Ce badge peut être mis en mode hors-ligne si vous décidez de ne pas être dérangé. Mais pour cela, il faudra passer par les paramètres de votre profil et décocher la fonctionnalité. Ce qui est plutôt malin de la part de LinkedIn quand on sait que ce chemin peut s’avèrer un réel frein lorsqu’il faut passer par là.
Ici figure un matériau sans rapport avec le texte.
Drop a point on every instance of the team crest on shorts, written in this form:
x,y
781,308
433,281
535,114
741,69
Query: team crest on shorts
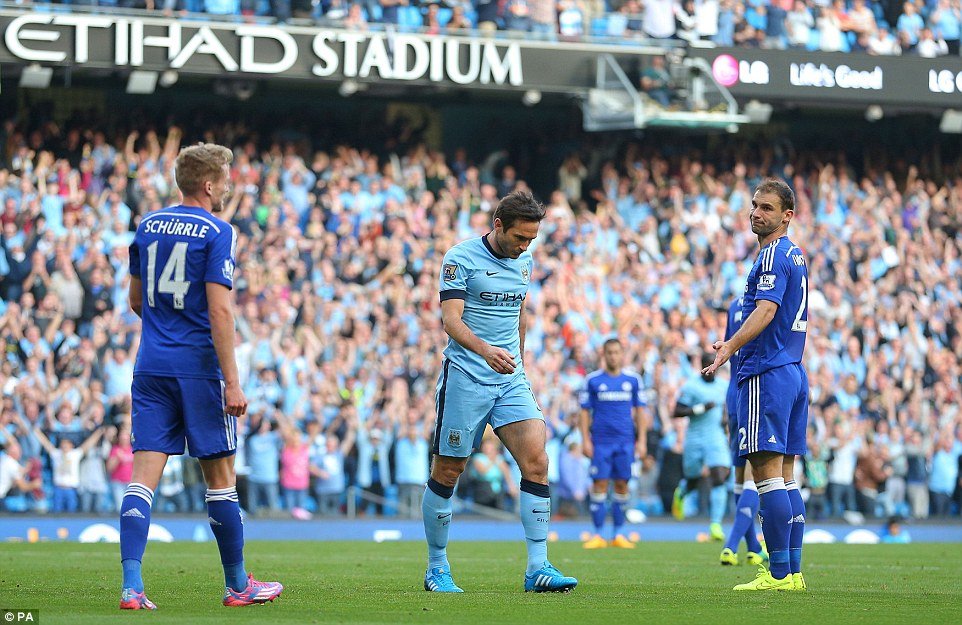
x,y
454,438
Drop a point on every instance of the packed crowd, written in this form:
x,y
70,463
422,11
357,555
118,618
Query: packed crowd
x,y
339,332
927,28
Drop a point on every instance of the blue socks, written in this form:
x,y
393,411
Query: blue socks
x,y
223,513
798,527
618,512
776,512
436,510
743,519
599,510
718,503
535,517
751,533
134,523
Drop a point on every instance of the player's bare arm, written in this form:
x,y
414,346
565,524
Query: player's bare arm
x,y
641,427
135,296
498,359
522,326
755,324
222,331
584,422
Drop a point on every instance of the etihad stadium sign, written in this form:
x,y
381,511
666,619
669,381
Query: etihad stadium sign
x,y
116,41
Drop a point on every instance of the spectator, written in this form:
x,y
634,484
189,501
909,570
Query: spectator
x,y
328,470
946,21
945,474
909,25
656,81
120,465
798,25
295,474
411,463
574,482
373,465
490,476
15,479
929,46
263,456
65,463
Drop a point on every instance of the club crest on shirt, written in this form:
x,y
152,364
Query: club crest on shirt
x,y
454,438
449,272
766,282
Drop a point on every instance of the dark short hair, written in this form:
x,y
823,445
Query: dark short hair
x,y
518,206
780,188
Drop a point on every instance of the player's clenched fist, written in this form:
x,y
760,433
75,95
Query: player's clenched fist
x,y
499,359
234,400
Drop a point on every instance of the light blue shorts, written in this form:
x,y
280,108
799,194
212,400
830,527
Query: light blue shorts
x,y
465,407
713,452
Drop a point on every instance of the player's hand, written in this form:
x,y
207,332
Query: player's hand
x,y
723,352
499,359
641,449
235,404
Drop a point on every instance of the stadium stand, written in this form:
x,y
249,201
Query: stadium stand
x,y
339,331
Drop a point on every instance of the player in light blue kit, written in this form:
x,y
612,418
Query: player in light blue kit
x,y
614,430
746,494
772,383
483,285
701,399
186,387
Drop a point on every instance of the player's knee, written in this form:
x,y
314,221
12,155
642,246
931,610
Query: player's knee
x,y
447,470
535,467
719,475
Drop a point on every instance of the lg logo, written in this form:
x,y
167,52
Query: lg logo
x,y
728,70
944,81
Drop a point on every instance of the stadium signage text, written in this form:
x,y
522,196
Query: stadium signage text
x,y
836,79
269,50
843,76
945,81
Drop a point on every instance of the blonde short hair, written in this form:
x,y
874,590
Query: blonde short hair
x,y
200,163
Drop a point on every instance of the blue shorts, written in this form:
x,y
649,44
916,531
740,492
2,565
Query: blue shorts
x,y
731,405
773,412
612,461
465,407
705,452
167,412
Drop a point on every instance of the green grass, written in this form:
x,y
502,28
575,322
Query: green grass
x,y
361,582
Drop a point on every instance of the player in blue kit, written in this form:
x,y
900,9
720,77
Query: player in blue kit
x,y
746,494
614,430
702,432
483,285
186,386
772,383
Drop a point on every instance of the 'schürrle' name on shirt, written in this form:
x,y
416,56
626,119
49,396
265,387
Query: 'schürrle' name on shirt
x,y
176,227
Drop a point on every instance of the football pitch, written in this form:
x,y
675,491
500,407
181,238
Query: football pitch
x,y
365,582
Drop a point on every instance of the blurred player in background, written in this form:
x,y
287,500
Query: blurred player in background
x,y
772,382
702,433
186,387
614,430
483,286
746,495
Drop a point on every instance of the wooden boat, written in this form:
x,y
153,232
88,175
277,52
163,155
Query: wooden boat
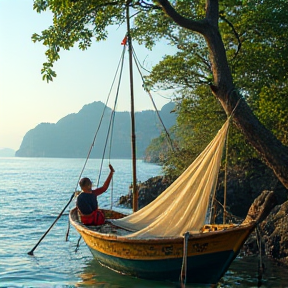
x,y
169,239
209,253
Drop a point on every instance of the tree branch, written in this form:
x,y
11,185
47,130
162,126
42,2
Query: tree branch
x,y
197,26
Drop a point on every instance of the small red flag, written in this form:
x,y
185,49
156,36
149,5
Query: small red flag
x,y
124,41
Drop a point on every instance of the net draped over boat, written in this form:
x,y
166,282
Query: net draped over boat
x,y
182,206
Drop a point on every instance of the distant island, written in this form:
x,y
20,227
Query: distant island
x,y
7,152
72,136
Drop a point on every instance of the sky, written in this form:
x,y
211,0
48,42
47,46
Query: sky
x,y
82,76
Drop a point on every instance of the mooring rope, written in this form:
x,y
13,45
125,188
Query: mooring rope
x,y
183,274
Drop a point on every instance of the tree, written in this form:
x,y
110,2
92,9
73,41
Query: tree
x,y
71,19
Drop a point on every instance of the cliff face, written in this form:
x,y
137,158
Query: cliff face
x,y
72,136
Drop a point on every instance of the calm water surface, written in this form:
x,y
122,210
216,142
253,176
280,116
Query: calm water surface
x,y
33,191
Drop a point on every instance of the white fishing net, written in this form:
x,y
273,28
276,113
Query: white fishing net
x,y
182,206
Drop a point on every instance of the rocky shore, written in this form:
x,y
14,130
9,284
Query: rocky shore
x,y
242,189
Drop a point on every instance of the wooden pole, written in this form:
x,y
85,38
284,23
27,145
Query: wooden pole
x,y
133,136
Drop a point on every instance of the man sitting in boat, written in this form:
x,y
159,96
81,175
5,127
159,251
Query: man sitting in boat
x,y
87,203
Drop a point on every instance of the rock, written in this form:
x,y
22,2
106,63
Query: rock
x,y
148,191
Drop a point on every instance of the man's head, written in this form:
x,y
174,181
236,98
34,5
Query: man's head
x,y
85,183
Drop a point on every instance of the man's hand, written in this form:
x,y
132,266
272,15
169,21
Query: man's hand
x,y
111,168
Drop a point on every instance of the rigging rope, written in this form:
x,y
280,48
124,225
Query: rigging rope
x,y
152,100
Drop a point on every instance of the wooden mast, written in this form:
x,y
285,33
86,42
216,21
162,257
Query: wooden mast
x,y
133,136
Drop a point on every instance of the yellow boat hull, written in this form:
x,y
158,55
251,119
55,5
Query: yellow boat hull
x,y
209,253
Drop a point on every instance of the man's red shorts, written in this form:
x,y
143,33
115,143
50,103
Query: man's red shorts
x,y
95,218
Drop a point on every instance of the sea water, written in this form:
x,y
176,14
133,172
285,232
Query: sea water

LinkedIn avait déjà amélioré sa messagerie sur mobile en proposant des réponses pré-faites appelées « Conversation Starters ». Une manière de briser la glace et de débuter une conversation après une connexion entre deux utilisateurs. Il est vrai que pour un réseau social professionnel, la conversation en directe, autres que les engagements sur les publications classiques (mention J’aime, partage et commentaire), est une donnée clé pour valoriser la plateforme.

Cette nouvelle fonctionnalité va dans ce sens. Cependant, je doute de l’efficacité (malgré son utilité). Il faudrait que le temps de connexion journalier soit assez haut pour avoir une chance de voir le badge vert sur un profil. À moins que ce dernier soit constamment connecté, mais ce qui enlèverait de sa valeur. Pour les commerciaux, nombreux sur LinkedIn, cela peut s’avérer cependant utile.